Julia for processing Next-Generation Sequencing (NGS) datasets

Hi all! I want to inquire how to use Julia for processing Next-Generation Sequencing (NGS) datasets, especially to merge paired-end sequencing reads. I think currently there seems no suitable packages in Julia as pandaseq in python for doing this. Importantly, quality information in the Illumina reads is important for score and evaluate alignment of paired-end sequences1. But it seems no packages in Julia has considered and used this information. Thus I want to know whether there are Julia packages that can handle the assembly problem and also I wanted to know suggestions to use python in Julia as well. THANKS!

1 Like

Welcome, @Bonjour-Lemonde !

That’s right, there is no package in Julia to merge paired-end NGS sequences. Julia currently has a bunch of low-level packages for Bioinformatics, such as FASTX.jl to parse FASTQ files, and BioAlignments.jl to do S/W alignment.

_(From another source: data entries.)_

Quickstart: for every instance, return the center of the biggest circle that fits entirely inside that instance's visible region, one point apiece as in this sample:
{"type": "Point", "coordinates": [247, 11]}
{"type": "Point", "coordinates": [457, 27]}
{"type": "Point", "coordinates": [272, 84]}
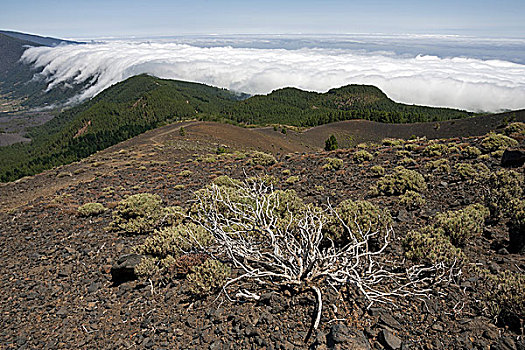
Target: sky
{"type": "Point", "coordinates": [124, 18]}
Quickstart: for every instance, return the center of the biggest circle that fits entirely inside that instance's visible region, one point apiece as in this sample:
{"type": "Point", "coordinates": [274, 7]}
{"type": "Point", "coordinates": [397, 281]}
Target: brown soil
{"type": "Point", "coordinates": [56, 290]}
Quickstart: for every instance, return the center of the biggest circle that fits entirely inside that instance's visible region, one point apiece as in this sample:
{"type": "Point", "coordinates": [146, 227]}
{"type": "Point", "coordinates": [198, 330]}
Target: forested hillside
{"type": "Point", "coordinates": [143, 102]}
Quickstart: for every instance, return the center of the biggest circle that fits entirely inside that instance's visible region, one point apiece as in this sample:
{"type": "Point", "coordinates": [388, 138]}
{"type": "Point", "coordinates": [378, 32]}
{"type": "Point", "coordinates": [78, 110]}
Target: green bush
{"type": "Point", "coordinates": [501, 188]}
{"type": "Point", "coordinates": [392, 142]}
{"type": "Point", "coordinates": [147, 267]}
{"type": "Point", "coordinates": [209, 276]}
{"type": "Point", "coordinates": [261, 158]}
{"type": "Point", "coordinates": [333, 164]}
{"type": "Point", "coordinates": [430, 245]}
{"type": "Point", "coordinates": [292, 179]}
{"type": "Point", "coordinates": [91, 209]}
{"type": "Point", "coordinates": [377, 170]}
{"type": "Point", "coordinates": [517, 226]}
{"type": "Point", "coordinates": [411, 200]}
{"type": "Point", "coordinates": [400, 181]}
{"type": "Point", "coordinates": [174, 241]}
{"type": "Point", "coordinates": [438, 166]}
{"type": "Point", "coordinates": [227, 181]}
{"type": "Point", "coordinates": [494, 142]}
{"type": "Point", "coordinates": [358, 216]}
{"type": "Point", "coordinates": [506, 298]}
{"type": "Point", "coordinates": [139, 213]}
{"type": "Point", "coordinates": [470, 152]}
{"type": "Point", "coordinates": [406, 161]}
{"type": "Point", "coordinates": [515, 128]}
{"type": "Point", "coordinates": [185, 173]}
{"type": "Point", "coordinates": [435, 149]}
{"type": "Point", "coordinates": [462, 225]}
{"type": "Point", "coordinates": [362, 155]}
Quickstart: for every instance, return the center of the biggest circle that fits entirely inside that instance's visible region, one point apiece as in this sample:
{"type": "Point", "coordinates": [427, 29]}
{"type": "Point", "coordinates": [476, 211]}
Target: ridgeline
{"type": "Point", "coordinates": [143, 103]}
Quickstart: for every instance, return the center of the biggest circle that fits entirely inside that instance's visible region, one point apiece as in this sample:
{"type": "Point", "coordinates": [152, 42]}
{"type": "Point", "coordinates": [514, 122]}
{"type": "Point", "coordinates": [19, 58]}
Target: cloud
{"type": "Point", "coordinates": [467, 83]}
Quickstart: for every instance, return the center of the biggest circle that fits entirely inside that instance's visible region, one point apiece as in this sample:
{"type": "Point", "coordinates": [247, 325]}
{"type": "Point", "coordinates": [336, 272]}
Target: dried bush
{"type": "Point", "coordinates": [362, 156]}
{"type": "Point", "coordinates": [411, 200]}
{"type": "Point", "coordinates": [209, 276]}
{"type": "Point", "coordinates": [91, 209]}
{"type": "Point", "coordinates": [392, 142]}
{"type": "Point", "coordinates": [248, 233]}
{"type": "Point", "coordinates": [377, 170]}
{"type": "Point", "coordinates": [400, 181]}
{"type": "Point", "coordinates": [517, 226]}
{"type": "Point", "coordinates": [500, 189]}
{"type": "Point", "coordinates": [494, 142]}
{"type": "Point", "coordinates": [462, 225]}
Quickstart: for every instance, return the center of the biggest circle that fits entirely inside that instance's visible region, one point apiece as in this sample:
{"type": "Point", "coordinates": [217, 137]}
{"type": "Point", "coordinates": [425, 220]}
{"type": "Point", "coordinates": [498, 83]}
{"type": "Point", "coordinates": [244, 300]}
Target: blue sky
{"type": "Point", "coordinates": [100, 18]}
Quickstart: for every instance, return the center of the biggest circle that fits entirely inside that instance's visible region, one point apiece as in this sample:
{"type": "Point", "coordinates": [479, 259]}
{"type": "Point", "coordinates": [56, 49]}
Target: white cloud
{"type": "Point", "coordinates": [466, 83]}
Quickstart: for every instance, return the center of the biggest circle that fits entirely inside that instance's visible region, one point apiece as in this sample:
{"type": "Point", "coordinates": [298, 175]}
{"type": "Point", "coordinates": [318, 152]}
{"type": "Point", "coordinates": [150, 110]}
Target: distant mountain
{"type": "Point", "coordinates": [37, 40]}
{"type": "Point", "coordinates": [143, 102]}
{"type": "Point", "coordinates": [16, 78]}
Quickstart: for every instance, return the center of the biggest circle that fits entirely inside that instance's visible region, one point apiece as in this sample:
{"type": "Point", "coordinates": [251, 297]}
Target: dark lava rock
{"type": "Point", "coordinates": [389, 340]}
{"type": "Point", "coordinates": [124, 269]}
{"type": "Point", "coordinates": [340, 337]}
{"type": "Point", "coordinates": [513, 158]}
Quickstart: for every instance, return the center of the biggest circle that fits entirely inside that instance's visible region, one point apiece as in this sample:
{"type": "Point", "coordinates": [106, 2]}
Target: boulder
{"type": "Point", "coordinates": [123, 270]}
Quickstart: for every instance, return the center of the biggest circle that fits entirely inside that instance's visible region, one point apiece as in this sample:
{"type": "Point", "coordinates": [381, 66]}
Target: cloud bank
{"type": "Point", "coordinates": [466, 83]}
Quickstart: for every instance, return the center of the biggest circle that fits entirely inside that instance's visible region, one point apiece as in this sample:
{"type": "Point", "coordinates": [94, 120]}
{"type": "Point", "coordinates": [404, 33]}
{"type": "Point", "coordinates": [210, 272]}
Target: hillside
{"type": "Point", "coordinates": [16, 78]}
{"type": "Point", "coordinates": [143, 102]}
{"type": "Point", "coordinates": [61, 268]}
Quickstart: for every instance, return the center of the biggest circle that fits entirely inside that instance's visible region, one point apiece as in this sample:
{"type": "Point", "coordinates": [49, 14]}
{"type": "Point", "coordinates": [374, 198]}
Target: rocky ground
{"type": "Point", "coordinates": [57, 289]}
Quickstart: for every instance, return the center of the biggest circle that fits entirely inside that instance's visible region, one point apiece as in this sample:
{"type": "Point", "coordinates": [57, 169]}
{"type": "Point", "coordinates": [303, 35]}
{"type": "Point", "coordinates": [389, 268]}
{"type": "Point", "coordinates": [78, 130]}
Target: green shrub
{"type": "Point", "coordinates": [261, 158]}
{"type": "Point", "coordinates": [438, 166]}
{"type": "Point", "coordinates": [330, 143]}
{"type": "Point", "coordinates": [209, 276]}
{"type": "Point", "coordinates": [501, 188]}
{"type": "Point", "coordinates": [401, 181]}
{"type": "Point", "coordinates": [435, 149]}
{"type": "Point", "coordinates": [358, 216]}
{"type": "Point", "coordinates": [406, 161]}
{"type": "Point", "coordinates": [139, 213]}
{"type": "Point", "coordinates": [470, 152]}
{"type": "Point", "coordinates": [392, 142]}
{"type": "Point", "coordinates": [185, 173]}
{"type": "Point", "coordinates": [506, 299]}
{"type": "Point", "coordinates": [462, 225]}
{"type": "Point", "coordinates": [515, 128]}
{"type": "Point", "coordinates": [430, 245]}
{"type": "Point", "coordinates": [494, 142]}
{"type": "Point", "coordinates": [91, 209]}
{"type": "Point", "coordinates": [174, 241]}
{"type": "Point", "coordinates": [362, 155]}
{"type": "Point", "coordinates": [227, 181]}
{"type": "Point", "coordinates": [517, 226]}
{"type": "Point", "coordinates": [411, 200]}
{"type": "Point", "coordinates": [147, 267]}
{"type": "Point", "coordinates": [333, 164]}
{"type": "Point", "coordinates": [377, 170]}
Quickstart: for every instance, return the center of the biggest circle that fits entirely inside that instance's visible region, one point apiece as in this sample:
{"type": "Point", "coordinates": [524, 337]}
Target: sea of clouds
{"type": "Point", "coordinates": [259, 66]}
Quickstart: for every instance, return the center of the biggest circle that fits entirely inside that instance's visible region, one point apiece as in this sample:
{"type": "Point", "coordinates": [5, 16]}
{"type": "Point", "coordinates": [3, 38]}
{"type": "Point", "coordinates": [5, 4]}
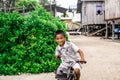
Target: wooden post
{"type": "Point", "coordinates": [85, 30]}
{"type": "Point", "coordinates": [113, 33]}
{"type": "Point", "coordinates": [106, 34]}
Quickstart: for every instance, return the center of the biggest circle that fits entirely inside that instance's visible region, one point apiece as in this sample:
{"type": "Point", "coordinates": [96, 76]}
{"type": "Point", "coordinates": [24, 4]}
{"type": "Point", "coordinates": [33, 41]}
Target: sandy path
{"type": "Point", "coordinates": [103, 61]}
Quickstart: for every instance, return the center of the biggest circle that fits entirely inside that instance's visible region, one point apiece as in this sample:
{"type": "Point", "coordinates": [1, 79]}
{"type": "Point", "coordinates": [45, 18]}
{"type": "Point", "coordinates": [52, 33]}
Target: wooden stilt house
{"type": "Point", "coordinates": [92, 16]}
{"type": "Point", "coordinates": [112, 17]}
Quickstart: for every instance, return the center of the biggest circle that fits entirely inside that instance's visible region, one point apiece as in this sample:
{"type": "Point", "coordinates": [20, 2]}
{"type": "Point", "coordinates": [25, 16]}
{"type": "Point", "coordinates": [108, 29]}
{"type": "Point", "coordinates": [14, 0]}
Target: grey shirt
{"type": "Point", "coordinates": [68, 52]}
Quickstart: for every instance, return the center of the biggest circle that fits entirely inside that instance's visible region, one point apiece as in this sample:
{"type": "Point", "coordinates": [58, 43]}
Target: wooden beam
{"type": "Point", "coordinates": [113, 32]}
{"type": "Point", "coordinates": [97, 31]}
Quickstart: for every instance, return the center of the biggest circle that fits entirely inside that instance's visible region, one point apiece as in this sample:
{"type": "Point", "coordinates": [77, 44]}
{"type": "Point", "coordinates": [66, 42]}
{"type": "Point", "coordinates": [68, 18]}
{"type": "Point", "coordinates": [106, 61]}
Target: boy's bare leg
{"type": "Point", "coordinates": [77, 72]}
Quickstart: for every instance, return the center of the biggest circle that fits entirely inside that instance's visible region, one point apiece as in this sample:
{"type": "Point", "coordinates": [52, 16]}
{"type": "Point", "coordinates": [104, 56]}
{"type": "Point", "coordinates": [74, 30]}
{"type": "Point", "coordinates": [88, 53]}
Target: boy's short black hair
{"type": "Point", "coordinates": [59, 32]}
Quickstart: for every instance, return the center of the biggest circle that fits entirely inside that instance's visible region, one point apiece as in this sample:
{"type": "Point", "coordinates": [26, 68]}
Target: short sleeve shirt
{"type": "Point", "coordinates": [68, 52]}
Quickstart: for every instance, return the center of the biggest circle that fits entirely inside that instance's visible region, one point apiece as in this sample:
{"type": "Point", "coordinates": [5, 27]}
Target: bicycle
{"type": "Point", "coordinates": [68, 74]}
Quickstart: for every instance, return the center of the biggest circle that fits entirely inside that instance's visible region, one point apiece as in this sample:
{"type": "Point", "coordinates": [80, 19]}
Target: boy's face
{"type": "Point", "coordinates": [60, 39]}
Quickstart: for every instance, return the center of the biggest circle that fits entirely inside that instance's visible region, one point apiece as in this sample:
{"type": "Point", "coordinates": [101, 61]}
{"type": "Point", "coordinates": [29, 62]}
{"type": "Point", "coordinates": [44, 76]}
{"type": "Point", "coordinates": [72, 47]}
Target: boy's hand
{"type": "Point", "coordinates": [57, 57]}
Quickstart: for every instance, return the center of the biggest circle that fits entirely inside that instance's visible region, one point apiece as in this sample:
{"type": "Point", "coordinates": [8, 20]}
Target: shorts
{"type": "Point", "coordinates": [65, 65]}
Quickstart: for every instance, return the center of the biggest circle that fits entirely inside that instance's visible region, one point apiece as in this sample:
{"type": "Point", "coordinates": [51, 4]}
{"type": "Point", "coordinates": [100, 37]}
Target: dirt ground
{"type": "Point", "coordinates": [102, 56]}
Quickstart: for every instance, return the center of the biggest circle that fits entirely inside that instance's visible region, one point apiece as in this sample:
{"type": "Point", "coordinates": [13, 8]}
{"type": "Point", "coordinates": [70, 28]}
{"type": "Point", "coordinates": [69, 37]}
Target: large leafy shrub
{"type": "Point", "coordinates": [27, 43]}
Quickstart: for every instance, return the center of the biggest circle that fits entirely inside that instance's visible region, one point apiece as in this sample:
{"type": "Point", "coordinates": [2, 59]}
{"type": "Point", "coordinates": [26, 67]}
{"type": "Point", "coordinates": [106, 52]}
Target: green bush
{"type": "Point", "coordinates": [27, 42]}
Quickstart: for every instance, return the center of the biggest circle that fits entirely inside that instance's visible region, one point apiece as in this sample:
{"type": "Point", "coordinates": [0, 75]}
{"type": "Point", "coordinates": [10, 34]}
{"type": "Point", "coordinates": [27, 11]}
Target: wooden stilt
{"type": "Point", "coordinates": [106, 34]}
{"type": "Point", "coordinates": [87, 30]}
{"type": "Point", "coordinates": [113, 33]}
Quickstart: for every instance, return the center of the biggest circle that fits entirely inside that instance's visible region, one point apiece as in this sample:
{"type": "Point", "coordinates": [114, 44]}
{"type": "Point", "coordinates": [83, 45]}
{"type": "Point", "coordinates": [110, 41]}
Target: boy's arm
{"type": "Point", "coordinates": [57, 54]}
{"type": "Point", "coordinates": [81, 55]}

However, basic NGS tasks like read trimming and merging and assembly is usually best done with existing command-line tools which tend to be written in C or C++. For Illumina reads, I would recommend fastp for trimming and merging, and SPAdes for assembly.

Julia is suitable when you need to do a truly custom analysis, e.g. when developing new techniques in the field. For most standard analyses, I would use existing tools.

5 Likes

Agree with this completely. There’s no reason in principle that Julia couldn’t be used to write such tools, but

  1. Given limited resources, no one has considered it worth it to duplicate the effort
  2. Julia is not (yet?) a great choice for developing command line tools, which most biologists expect.

Depending on your application, there are some Julia packages for downstream analysis (eg SingleCellProjections.jl if you’re doing scRNAseq), and lots of stuff in the stats/ML space.

I’m using Julia regularly to do custom read trimming & processing, I think doing something like PANDAseq should be relatively straightforward to implement around existing packages, although that’s maybe more a package developer project than end-user one.

1 Like

Oh neat - any chance you’d be willing to write up a tutorial or cookbook recipe for BioTutorials?

I could, although the difficulty is to find a realistic use case that isn’t too boring (otherwise it’s just this) and public data that goes with it.